Viewership and ratings per episode of Brooklyn Nine-Nine season 4
| No. | Title | Air date | Rating/share (18–49) | Viewers (millions) | DVR (18–49) | DVR viewers (millions) | Total (18–49) | Total viewers (millions) |
|---|---|---|---|---|---|---|---|---|
| 1 | "Coral Palms Pt. 1" | September 20, 2016 | 1.1/4 | 2.39 | —N/a | 1.14 | —N/a | 3.53 |
| 2 | "Coral Palms Pt. 2" | September 27, 2016 | 1.0/4 | 2.34 | 0.6 | 1.15 | 1.6 | 3.49 |
| 3 | "Coral Palms Pt. 3" | October 4, 2016 | 1.0/4 | 2.40 | 0.6 | 1.02 | 1.6 | 3.42 |
| 4 | "The Night Shift" | October 11, 2016 | 0.9/3 | 2.13 | 0.7 | 1.13 | 1.6 | 3.25 |
| 5 | "Halloween IV" | October 18, 2016 | 0.9/3 | 2.05 | 0.6 | —N/a | 1.5 | —N/a |
| 6 | "Monster in the Closet" | November 15, 2016 | 0.9/3 | 2.18 | 0.6 | 1.02 | 1.5 | 3.20 |
| 7 | "Mr.
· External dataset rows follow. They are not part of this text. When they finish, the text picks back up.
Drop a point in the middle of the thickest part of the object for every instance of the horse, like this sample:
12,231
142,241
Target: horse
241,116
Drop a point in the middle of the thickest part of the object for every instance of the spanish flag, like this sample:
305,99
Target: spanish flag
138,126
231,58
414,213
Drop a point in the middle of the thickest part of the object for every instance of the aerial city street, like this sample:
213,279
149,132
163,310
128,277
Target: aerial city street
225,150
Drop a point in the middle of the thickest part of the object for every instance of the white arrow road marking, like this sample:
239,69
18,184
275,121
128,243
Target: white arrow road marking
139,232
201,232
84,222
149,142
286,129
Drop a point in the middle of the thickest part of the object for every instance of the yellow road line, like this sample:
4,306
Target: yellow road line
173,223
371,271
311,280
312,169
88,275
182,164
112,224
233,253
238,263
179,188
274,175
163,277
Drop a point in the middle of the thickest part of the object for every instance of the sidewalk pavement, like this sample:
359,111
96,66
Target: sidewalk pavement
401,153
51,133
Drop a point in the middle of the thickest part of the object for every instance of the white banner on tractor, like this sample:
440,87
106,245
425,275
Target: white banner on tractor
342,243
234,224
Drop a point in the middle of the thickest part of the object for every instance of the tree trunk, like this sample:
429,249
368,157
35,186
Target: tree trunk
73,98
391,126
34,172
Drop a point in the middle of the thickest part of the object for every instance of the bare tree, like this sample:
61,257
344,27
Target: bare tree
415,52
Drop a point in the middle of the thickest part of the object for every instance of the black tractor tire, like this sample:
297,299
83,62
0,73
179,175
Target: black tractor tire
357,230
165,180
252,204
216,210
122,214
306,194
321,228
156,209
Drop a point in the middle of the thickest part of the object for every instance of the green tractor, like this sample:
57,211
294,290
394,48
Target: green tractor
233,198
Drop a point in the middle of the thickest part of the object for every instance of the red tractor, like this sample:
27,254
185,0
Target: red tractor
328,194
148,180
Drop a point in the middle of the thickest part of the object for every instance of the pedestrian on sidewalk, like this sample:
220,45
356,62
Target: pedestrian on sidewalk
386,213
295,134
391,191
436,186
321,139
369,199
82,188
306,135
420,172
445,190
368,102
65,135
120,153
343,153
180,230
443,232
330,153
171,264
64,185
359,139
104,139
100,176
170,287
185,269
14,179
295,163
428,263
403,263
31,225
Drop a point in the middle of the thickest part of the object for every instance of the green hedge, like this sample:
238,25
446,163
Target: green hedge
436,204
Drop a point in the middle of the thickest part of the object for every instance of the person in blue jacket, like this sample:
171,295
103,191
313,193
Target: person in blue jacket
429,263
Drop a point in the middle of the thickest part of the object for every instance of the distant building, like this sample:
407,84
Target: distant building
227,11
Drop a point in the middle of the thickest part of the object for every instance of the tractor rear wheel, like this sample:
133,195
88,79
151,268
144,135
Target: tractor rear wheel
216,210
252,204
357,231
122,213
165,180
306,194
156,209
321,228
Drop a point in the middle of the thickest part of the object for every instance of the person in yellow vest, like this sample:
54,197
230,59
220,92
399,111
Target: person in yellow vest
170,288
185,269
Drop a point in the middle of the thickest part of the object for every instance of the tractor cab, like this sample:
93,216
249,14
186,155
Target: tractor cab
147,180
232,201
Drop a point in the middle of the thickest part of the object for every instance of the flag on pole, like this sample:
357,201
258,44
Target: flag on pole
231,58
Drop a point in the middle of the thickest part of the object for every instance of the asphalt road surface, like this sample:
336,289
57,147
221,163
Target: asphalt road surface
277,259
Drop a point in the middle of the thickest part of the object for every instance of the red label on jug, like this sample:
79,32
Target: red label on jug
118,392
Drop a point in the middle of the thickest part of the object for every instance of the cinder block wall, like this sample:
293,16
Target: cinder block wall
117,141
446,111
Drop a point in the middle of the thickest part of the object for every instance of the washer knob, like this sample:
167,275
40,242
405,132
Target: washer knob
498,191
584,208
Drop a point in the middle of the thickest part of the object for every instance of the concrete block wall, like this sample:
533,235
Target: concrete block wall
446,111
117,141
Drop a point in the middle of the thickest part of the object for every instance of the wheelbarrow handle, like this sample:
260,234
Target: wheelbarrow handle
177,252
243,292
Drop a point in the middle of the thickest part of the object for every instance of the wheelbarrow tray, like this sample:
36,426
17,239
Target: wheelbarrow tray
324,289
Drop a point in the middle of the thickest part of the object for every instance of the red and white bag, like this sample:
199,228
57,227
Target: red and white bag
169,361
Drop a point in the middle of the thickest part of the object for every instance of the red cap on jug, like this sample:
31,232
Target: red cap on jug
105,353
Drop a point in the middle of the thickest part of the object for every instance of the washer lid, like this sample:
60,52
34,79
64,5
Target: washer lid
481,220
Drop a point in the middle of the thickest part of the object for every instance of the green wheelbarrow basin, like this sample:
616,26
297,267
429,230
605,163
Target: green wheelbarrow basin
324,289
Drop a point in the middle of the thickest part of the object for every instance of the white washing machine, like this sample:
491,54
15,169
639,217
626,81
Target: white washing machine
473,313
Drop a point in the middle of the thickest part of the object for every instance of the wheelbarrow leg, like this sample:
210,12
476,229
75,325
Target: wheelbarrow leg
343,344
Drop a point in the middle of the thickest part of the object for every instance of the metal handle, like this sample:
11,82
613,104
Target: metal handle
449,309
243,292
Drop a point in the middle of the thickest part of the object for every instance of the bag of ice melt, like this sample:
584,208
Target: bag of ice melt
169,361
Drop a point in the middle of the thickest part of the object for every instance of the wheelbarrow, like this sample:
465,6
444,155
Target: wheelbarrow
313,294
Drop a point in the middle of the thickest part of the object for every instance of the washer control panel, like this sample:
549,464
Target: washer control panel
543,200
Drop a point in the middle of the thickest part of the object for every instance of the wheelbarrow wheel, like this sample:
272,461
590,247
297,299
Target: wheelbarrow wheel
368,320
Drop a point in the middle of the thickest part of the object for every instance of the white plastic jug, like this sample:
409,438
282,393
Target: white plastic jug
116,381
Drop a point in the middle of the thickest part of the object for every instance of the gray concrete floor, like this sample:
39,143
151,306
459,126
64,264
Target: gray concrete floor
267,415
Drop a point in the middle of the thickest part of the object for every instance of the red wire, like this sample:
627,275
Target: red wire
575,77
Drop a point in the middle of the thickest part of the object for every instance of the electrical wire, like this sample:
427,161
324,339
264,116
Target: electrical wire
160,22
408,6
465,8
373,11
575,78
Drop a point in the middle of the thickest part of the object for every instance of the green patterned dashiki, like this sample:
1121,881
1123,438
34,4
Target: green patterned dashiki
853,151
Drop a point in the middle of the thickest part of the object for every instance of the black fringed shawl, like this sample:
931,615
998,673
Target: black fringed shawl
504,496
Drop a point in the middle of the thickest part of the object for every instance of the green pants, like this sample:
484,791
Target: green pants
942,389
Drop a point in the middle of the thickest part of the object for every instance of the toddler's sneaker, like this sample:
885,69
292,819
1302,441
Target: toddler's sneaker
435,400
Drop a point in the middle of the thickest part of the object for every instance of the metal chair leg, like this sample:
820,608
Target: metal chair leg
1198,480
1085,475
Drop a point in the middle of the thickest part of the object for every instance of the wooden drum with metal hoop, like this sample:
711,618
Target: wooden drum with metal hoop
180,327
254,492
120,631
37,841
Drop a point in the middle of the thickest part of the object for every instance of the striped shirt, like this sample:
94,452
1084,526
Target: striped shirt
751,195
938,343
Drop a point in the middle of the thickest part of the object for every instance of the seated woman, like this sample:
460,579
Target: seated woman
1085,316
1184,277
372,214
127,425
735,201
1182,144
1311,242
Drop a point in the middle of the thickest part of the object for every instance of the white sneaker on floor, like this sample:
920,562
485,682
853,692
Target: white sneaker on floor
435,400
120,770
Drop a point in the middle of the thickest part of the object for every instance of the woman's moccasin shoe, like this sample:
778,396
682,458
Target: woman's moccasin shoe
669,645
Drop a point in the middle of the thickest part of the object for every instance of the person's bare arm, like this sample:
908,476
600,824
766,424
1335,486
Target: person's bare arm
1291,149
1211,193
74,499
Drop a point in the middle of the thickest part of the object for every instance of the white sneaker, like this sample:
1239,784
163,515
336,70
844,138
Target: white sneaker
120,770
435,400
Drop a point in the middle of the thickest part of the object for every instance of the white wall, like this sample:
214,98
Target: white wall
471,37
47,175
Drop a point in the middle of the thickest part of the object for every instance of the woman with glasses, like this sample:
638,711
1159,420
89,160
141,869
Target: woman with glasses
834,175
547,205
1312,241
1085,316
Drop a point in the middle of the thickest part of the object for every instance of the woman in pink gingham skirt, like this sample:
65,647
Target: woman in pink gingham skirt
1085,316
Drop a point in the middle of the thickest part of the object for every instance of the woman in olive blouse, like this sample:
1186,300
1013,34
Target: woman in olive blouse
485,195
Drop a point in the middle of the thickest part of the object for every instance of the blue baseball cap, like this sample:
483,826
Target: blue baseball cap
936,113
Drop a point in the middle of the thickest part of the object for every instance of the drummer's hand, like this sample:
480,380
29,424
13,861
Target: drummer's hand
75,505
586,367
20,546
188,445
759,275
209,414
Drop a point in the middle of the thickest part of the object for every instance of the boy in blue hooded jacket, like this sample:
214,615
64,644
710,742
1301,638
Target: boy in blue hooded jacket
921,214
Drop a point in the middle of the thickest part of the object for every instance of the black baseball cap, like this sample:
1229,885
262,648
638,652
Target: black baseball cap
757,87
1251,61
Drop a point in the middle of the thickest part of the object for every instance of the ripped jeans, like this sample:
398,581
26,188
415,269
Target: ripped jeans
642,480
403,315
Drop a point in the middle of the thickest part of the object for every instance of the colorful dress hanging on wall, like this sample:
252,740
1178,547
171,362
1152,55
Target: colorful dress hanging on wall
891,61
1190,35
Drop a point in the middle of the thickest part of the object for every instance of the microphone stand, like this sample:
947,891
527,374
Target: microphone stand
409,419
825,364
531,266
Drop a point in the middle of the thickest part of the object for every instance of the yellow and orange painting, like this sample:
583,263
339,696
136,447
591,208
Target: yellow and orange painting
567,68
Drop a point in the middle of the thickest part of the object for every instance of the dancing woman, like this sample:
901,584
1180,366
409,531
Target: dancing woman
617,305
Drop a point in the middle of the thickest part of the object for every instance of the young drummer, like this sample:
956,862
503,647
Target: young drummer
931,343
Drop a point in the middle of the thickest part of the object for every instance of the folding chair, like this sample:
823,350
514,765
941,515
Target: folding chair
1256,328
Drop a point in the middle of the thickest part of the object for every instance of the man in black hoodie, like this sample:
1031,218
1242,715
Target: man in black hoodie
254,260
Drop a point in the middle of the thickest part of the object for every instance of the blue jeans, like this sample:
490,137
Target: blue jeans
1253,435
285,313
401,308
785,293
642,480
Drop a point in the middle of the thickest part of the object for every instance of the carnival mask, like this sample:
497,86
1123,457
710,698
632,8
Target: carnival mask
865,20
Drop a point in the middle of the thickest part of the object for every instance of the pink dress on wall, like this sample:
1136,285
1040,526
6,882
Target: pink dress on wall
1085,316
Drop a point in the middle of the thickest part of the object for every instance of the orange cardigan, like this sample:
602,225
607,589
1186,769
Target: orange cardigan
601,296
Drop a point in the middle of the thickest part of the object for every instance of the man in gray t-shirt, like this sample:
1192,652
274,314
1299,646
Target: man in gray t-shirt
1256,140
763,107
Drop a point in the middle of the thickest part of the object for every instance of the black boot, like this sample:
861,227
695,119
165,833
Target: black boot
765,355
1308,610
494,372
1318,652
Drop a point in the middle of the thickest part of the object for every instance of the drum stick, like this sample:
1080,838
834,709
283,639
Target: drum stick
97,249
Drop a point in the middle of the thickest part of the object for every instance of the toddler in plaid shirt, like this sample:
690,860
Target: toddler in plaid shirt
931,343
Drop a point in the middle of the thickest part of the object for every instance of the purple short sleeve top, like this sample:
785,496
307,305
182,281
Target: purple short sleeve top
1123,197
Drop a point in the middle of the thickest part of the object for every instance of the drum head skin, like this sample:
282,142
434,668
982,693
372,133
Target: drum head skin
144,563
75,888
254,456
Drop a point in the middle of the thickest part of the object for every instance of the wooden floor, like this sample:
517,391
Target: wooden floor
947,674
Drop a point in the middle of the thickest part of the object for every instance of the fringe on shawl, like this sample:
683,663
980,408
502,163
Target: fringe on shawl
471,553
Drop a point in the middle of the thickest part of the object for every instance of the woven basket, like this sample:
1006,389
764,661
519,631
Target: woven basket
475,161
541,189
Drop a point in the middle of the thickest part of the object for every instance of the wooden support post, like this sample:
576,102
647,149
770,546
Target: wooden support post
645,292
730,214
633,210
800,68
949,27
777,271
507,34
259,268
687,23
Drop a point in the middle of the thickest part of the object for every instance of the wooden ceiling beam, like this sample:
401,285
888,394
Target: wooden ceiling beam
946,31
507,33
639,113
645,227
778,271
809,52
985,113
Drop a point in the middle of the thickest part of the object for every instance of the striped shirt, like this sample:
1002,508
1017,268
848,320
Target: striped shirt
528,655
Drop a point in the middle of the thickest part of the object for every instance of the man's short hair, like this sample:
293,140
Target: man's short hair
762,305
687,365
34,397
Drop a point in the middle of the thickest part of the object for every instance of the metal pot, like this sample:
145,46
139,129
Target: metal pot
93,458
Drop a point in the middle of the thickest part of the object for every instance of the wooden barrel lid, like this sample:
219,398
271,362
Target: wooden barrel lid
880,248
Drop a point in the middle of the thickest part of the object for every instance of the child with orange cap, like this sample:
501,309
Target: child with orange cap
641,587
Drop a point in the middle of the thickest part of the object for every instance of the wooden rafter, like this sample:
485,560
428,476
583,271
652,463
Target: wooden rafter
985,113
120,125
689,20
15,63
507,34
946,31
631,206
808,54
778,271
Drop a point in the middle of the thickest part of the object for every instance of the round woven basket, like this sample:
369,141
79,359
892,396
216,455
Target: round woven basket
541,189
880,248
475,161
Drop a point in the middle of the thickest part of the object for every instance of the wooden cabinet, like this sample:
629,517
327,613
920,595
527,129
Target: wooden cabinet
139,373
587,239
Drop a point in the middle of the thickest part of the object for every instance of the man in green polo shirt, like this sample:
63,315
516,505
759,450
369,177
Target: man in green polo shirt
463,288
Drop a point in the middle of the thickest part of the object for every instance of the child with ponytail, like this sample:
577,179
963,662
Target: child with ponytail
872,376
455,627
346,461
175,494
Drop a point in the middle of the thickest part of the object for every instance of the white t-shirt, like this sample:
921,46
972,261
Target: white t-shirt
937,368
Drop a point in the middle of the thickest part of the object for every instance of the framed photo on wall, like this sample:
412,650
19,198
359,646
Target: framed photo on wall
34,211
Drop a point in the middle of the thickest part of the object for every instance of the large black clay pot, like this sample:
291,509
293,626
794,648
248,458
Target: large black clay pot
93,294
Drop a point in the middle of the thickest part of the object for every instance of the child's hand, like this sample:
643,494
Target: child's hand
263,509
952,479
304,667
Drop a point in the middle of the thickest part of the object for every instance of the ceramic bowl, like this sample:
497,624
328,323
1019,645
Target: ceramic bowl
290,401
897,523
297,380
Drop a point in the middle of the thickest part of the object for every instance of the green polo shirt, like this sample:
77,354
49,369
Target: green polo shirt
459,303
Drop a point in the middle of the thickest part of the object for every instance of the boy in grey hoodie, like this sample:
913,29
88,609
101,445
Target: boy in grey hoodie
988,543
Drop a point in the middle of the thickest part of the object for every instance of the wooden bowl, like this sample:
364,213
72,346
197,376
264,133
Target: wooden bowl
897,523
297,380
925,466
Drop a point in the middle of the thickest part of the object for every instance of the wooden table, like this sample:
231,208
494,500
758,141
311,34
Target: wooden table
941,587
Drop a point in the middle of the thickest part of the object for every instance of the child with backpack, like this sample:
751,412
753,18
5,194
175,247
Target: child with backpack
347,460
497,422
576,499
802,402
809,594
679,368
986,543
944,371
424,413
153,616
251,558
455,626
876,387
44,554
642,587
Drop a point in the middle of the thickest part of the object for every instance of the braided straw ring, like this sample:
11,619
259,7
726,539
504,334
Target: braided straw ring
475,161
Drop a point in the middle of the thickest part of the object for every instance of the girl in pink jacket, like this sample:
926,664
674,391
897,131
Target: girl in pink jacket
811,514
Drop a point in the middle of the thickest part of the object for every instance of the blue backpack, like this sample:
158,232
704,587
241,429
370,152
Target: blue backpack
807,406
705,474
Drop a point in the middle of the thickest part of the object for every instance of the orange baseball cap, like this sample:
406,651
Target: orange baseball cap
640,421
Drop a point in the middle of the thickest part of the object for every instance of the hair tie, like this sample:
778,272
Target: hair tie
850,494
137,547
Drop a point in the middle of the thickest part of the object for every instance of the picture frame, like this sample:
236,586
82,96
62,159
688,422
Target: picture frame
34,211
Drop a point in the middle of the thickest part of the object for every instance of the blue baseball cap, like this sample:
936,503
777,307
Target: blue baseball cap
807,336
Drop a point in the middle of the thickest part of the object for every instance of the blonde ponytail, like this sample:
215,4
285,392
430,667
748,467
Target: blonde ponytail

Santiago" | November 22, 2016 | 0.9/3 | 2.19 | 0.5 | 0.99 | 1.4 | 3.18 |
| 8 | "Skyfire Cycle" | November 29, 2016 | 1.0/3 | 2.34 | —N/a | —N/a | —N/a | —N/a |
| 9 | "The Overmining" | December 6, 2016 | 1.0/4 | 2.31 | 0.6 | 1.01 | 1.6 | 3.32 |
| 10 | "Captain Latvia" | December 13, 2016 | 0.9/4 | 2.15 | 0.6 | 0.91 | 1.5 | 3.06 |
| 11–12 | "The Fugitive" | January 1, 2017 | 1.3/4 | 3.49 | 0.6 | 0.96 | 1.9 | 4.44^{1} |
| 13 | "The Audit" | April 11, 2017 | 0.7/3 | 1.91 | 0.5 | 0.95 | 1.2 | 2.85 |
| 14 | "Serve & Protect" | April 18, 2017 | 0.7/3 | 1.91 | 0.5 | 0.85 | 1.2 | 2.76 |
| 15 | "The Last Ride" | April 25, 2017 | 0.7/3 | 1.88 | —N/a | —N/a | —N/a | —N/a |
| 16 | "Moo Moo" | May 2, 2017 | 0.6/3 | 1.72 | 0.5 | —N/a | 1.1 | —N/a |
| 17 | "Cop-Con" | May 9, 2017 | 0.7/3 | 1.79 | —N/a | —N/a | —N/a | —N/a |
| 18 | "Chasing Amy" | May 9, 2017 | 0.6/2 | 1.44 | 0.5 | 0.95 | 1.1 | 2.39 |
| 19 | "Your Honor" | May 16, 2017 | 0.7/3 | 1.65 | —N/a | —N/a | —N/a | —N/a |
| 20 | "The Slaughterhouse" | May 16, 2017 | 0.6/3 | 1.38 | 0.4 | 0.77 | 1.0 | 2.14 |
| 21 | "The Bank Job" | May 23, 2017 | 0.7/3 | 1.78 | 0.4 | 0.88 | 1.1 | 2.66 |
| 22 | "Crime and Punishment" | May 23, 2017 | 0.6/2 | 1.50 | 0.5 | 0.91 | 1.1 | 2.41 |

===Critical response===
The fourth season received critical acclaim, with many lauding the Florida story arc and the tactful treatment of systematic racism. The review aggregator website Rotten Tomatoes reports a 100% approval rating, with an average score of 8.09/10, based on 13 reviews. The website's consensus reads, "Riotous shenanigans still reign supreme, but Brooklyn Nine-Nines fourth season also broaches controversial issues with its trademark compassion and eloquent humor."

===Awards and nominations===

| Award | Date of ceremony | Category | Recipients and nominees | Result |
|---|---|---|---|---|
| People's Choice Awards | January 18, 2017 | Favorite Comedic TV Actor | Andy Samberg | Nominated |

 Live +7 ratings were not available, so Live +3 ratings have been used instead.